The images presented depict ¹⁸F-FDG uptakes in PET imaging of HC individual (A) and patient with PD (B). (A) HC group individual, man, 68 years. The ¹⁸F-FDG PET imaging show a symmetric distribution pattern of the cerebral cortex and nigrostriatal regions, with no apparent areas of increased or decreased radioactive uptake, or mild frontal cortex metabolic reduction caused by normal aging. (B) A 74-year-old male with PD. The FDG PET imaging revealed local cortical metabolism reduction in the frontal, parietal, or temporal cortical regions, and increased metabolism in the cerebellum.

Fig. 2

The correlation between the FDG uptake and H&Y stages and UPDRS III score.

Fig. 3

The images presented the SWI of an HC individual (A) and a patient with PD (B). (A) HC group individual, man, 68 years.
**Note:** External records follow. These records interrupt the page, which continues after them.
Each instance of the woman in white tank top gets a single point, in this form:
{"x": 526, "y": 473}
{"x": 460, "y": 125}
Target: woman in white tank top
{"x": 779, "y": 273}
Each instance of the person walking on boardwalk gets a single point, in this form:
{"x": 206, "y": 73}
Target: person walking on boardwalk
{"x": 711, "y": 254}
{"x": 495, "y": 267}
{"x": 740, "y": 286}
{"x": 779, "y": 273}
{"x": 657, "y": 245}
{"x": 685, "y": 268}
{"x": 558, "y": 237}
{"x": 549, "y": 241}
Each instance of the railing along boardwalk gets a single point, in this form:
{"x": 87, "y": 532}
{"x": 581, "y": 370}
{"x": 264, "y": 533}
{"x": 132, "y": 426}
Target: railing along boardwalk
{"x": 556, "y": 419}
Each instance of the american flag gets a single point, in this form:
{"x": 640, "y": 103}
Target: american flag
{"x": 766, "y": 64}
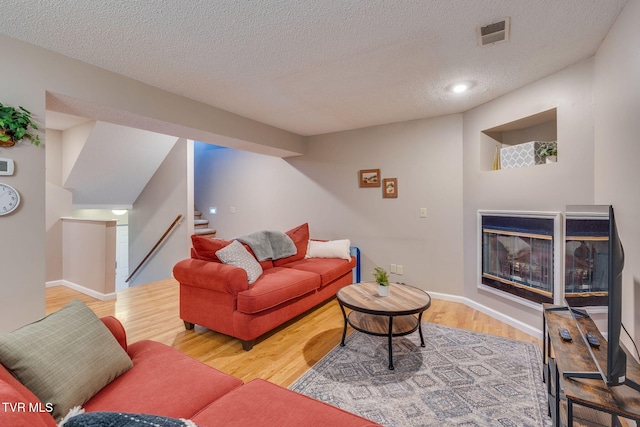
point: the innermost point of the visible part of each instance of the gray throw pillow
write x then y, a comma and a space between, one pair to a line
237, 255
64, 358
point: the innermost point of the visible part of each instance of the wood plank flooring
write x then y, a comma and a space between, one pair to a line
151, 311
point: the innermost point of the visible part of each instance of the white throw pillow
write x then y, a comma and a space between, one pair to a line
330, 249
236, 254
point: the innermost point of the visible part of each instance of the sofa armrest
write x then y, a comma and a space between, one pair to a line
117, 329
211, 275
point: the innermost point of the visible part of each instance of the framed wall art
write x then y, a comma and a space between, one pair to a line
369, 178
390, 188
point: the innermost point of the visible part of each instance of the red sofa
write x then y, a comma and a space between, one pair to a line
219, 297
167, 383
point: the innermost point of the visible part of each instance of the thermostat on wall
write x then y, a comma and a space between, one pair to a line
6, 166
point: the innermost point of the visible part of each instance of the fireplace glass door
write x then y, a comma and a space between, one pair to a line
517, 256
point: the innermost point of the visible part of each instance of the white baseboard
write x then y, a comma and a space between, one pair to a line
534, 332
82, 289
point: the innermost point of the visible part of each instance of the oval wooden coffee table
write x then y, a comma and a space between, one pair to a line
390, 316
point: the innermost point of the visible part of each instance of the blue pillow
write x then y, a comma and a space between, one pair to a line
121, 419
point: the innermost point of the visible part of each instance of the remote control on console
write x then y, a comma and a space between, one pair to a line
564, 334
593, 341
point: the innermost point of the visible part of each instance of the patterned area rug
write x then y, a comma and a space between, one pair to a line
460, 378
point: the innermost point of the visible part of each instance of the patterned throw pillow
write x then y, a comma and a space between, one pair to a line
64, 358
236, 254
120, 419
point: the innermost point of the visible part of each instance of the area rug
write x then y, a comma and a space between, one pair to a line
460, 378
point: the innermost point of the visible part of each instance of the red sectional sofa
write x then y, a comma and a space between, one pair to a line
165, 382
219, 297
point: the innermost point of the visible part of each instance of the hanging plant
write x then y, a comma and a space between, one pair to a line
15, 126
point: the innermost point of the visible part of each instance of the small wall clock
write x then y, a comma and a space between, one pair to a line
9, 199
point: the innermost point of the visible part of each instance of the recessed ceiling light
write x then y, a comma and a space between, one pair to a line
460, 87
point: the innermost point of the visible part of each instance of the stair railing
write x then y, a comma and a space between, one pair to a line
166, 233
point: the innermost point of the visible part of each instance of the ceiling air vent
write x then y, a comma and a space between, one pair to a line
497, 32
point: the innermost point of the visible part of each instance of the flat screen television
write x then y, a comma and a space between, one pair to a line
614, 373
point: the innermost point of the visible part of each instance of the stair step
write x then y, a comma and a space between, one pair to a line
205, 232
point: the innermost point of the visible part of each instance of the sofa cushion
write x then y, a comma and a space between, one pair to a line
163, 381
64, 358
205, 248
300, 237
329, 269
329, 249
237, 255
261, 403
276, 286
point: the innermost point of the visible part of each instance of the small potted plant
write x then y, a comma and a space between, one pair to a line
14, 126
382, 279
549, 152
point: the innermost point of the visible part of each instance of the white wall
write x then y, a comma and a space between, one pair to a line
89, 256
58, 204
168, 194
322, 188
547, 187
38, 77
617, 149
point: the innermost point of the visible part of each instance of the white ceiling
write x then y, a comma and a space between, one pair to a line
318, 66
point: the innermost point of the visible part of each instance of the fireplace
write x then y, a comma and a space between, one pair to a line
519, 254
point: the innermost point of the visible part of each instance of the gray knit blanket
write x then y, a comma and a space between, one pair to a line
269, 245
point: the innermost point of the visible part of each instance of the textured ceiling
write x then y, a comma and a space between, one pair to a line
318, 66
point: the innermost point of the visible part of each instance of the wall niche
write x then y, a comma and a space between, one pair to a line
519, 143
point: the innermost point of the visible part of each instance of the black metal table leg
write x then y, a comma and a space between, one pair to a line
420, 329
390, 343
569, 413
344, 331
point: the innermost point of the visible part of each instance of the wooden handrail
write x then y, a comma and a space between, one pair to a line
173, 224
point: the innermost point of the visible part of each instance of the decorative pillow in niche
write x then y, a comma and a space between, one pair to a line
329, 249
64, 358
236, 254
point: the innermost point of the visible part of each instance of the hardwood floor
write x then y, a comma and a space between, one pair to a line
151, 311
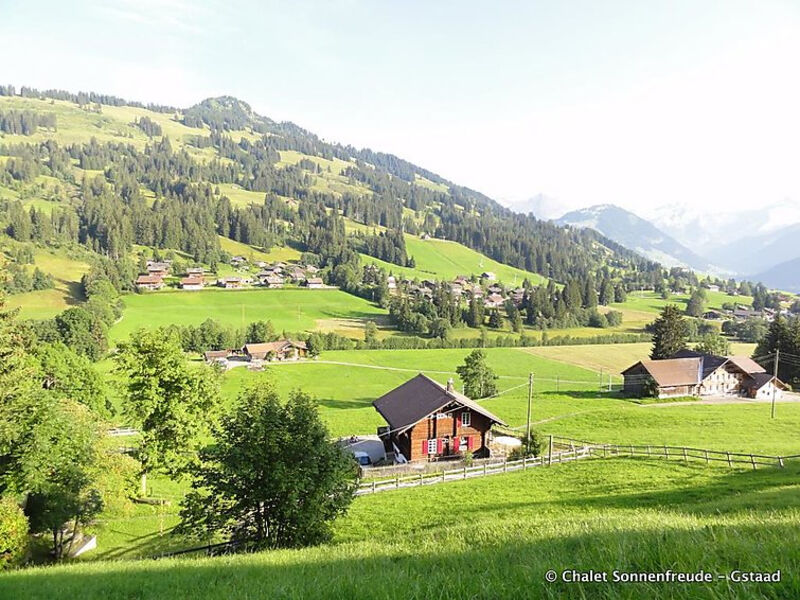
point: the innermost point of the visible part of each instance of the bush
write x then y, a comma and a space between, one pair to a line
13, 534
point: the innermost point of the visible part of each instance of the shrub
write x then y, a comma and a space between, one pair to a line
13, 534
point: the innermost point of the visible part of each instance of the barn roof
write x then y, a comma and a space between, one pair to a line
419, 397
747, 364
672, 372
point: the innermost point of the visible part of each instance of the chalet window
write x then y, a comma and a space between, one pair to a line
433, 446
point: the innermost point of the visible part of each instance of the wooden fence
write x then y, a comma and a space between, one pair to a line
487, 468
561, 450
684, 453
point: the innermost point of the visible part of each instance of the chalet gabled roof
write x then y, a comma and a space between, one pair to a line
419, 397
672, 372
747, 364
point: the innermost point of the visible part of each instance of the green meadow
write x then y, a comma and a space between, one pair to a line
441, 259
496, 537
568, 400
291, 310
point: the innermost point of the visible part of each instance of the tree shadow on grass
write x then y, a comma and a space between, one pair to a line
461, 564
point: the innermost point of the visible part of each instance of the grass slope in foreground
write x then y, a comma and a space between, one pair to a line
496, 537
292, 310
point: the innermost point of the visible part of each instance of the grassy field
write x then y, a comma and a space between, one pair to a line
495, 538
567, 400
292, 310
650, 302
446, 260
66, 272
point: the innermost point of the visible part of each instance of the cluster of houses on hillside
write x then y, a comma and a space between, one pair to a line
743, 313
494, 295
270, 275
690, 373
258, 353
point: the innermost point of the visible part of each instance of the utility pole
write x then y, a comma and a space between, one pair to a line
775, 387
528, 428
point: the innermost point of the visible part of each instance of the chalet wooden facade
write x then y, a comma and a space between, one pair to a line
690, 373
428, 421
280, 350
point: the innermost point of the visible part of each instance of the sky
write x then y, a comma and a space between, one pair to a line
643, 104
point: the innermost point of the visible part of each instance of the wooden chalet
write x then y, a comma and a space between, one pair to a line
149, 282
280, 350
315, 283
428, 420
690, 373
192, 283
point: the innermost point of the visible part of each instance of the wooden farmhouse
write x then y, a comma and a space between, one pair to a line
690, 373
428, 420
280, 350
149, 282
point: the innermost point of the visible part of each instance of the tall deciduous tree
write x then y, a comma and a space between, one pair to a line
169, 401
479, 379
272, 478
670, 333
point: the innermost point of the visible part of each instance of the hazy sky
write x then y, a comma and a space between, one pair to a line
638, 103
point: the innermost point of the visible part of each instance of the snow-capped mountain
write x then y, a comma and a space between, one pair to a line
638, 235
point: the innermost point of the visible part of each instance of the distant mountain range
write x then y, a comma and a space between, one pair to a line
637, 234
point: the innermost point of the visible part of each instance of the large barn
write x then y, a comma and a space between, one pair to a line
690, 373
428, 420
The SWI clearly shows the bilateral caudate, putamen, globus pallidus, substantia nigra, and red nucleus, with no obvious abnormal signals. (B) A 74-year-old male with PD. The SWI revealed signal reduction in the bilateral caudate, putamen, globus pallidus, substantia nigra, and red nucleus caused by iron deposition.

Fig. 4

Comparative analysis of phase values for both the PD and HC subjects in the SWI imaging. HC, healthy control; PD, Parkinson’s disease; ASI, asymmetry index.

Fig. 5

The correlation between the SWI phase values and H&Y stages and UPDRS III score.

Fig. 6

ROC curve analysis of the ¹⁸F-FDG PET, SWI model and PET + SWI model in differentiating early PD from HC.